Maria: Não tenho nenhuma necessidade de ser perdoada.
“Eu me concentro
nos rostos e o fundo é só
acompanhamento”
Ingmar Bergman (8)
Michel Foucault propôs pensar a si próprio e a vida como obra de arte. O Corpo sem Orgãos se aproxima da visão foucaultiana quanto à estética da existência. Levando-o ao vazio, Ingmar Bergman neutraliza a inumanidade do rosto, engendrando essa estética.Lesley Ferris, mostrando o trabalho de Jacques Leqoc, um especialista em manufatura de máscaras, nos dá uma boa visão da importância do rosto e da necessidade de desmistificá-lo. Podemos ilustrar a hipótese de Deleuze e Guattari a partir do conceito de “Máscara Neutra” que Leqoc desenvolveu. Simples, simétrica (…), nenhuma insinuação de personalidade ou expressão. O objetivo é despersonalizar o ator a partir de uma suspensão da identidade facial, proporcionando a experiência de uma fisicalidade que não seja definida pelo rosto. Ferris captou também o comentário feito pelo diretor britânico Peter Brook a respeito da Máscara Neutra…
“O momento que tomamos o rosto de alguém desta forma [como na Máscara Neutra de Lecoq], é a impressão mais eletrizante: inesperadamente encontrar alguém sabendo que a coisa com a qual vive, e que sabe que ela transmite algo todo o tempo, não está mais lá. É a mais extraordinária sensação de libertação. É um dos grandes exercícios que todo aquele que faz pela primeira vez tem como um grande momento: encontrar-se inesperadamente liberado da própria subjetividade”. (9)
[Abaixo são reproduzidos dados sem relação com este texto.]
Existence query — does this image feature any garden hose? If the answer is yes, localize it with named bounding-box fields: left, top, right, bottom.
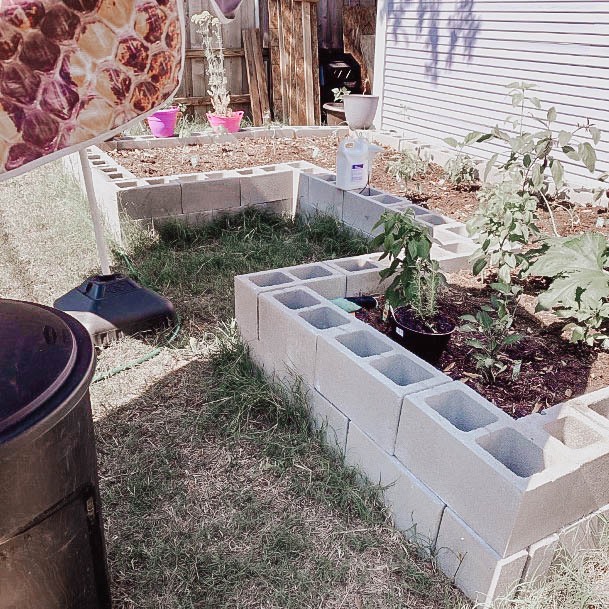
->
left=91, top=251, right=182, bottom=384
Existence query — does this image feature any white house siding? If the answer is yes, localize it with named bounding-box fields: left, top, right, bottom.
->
left=373, top=0, right=609, bottom=189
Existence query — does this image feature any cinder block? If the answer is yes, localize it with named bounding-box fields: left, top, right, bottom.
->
left=325, top=254, right=392, bottom=297
left=294, top=126, right=348, bottom=138
left=234, top=270, right=300, bottom=344
left=238, top=167, right=293, bottom=205
left=306, top=388, right=349, bottom=455
left=184, top=211, right=214, bottom=226
left=181, top=171, right=241, bottom=213
left=521, top=534, right=559, bottom=583
left=307, top=174, right=344, bottom=220
left=519, top=403, right=609, bottom=510
left=395, top=382, right=593, bottom=557
left=435, top=508, right=528, bottom=608
left=342, top=189, right=387, bottom=236
left=345, top=422, right=445, bottom=544
left=282, top=262, right=346, bottom=299
left=557, top=504, right=609, bottom=556
left=259, top=288, right=355, bottom=385
left=258, top=199, right=293, bottom=216
left=430, top=241, right=477, bottom=272
left=315, top=327, right=450, bottom=452
left=563, top=386, right=609, bottom=432
left=117, top=182, right=182, bottom=219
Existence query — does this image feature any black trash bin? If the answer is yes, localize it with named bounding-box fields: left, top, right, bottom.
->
left=0, top=299, right=111, bottom=609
Publicado originalmente no Blog Cinema Europeu.
Notas:
2. DELEUZE, Gilles. Cinema 1: A Imagem-Movimento. Tradução Stella Senra. São Paulo: Brasiliense, 1985. P.153.
3. Idem, p. 129.
4. O grifo é nosso.
5. DELEUZE, Gilles. Nietzsche e a Filosofia. Tradução António M. Magalhães. Porto: Rés Editora. P. 99.
6. Na cópia em vhs a legenda utiliza a palavra “funga”. Na cópia em dvd lançada pela Versátil Home Vídeo, em seu lugar encontramos a palavra “escarnece”. Talvez, um sinônimo melhor aqui seria “zomba”. Como eu não conheço o idioma sueco, e na falta de uma edição em inglês ou francês do roteiro para sabermos afinal do que se trata, decidi manter a palavra “funga”, por julgar que o sentido se aproxima mais do conteúdo da cena.
7. Aqui a cópia vhs utilizou a palavra “fina”, enquanto no dvd a palavra utilizada é “aguda”. Novamente, segui meu próprio critério.
8. BJÖRKMAN, Stig. O Cinema Segundo Bergman. Entrevistas Concedidas a Stig Björkman, Torsten Manns e Jonas Sima. Tradução Lia Zatz. Rio de Janeiro: Editora Paz e Terra, 1977. P. 181.
9. FERRIS, Lesley K The mask in western theater: transformation and doubling In NUNLEY, John; MACCARTY, Cara. MASKS. Faces of culture. New York: Harry Abrams Incorporated. 1999. Pp. 245-246. O grifo é nosso.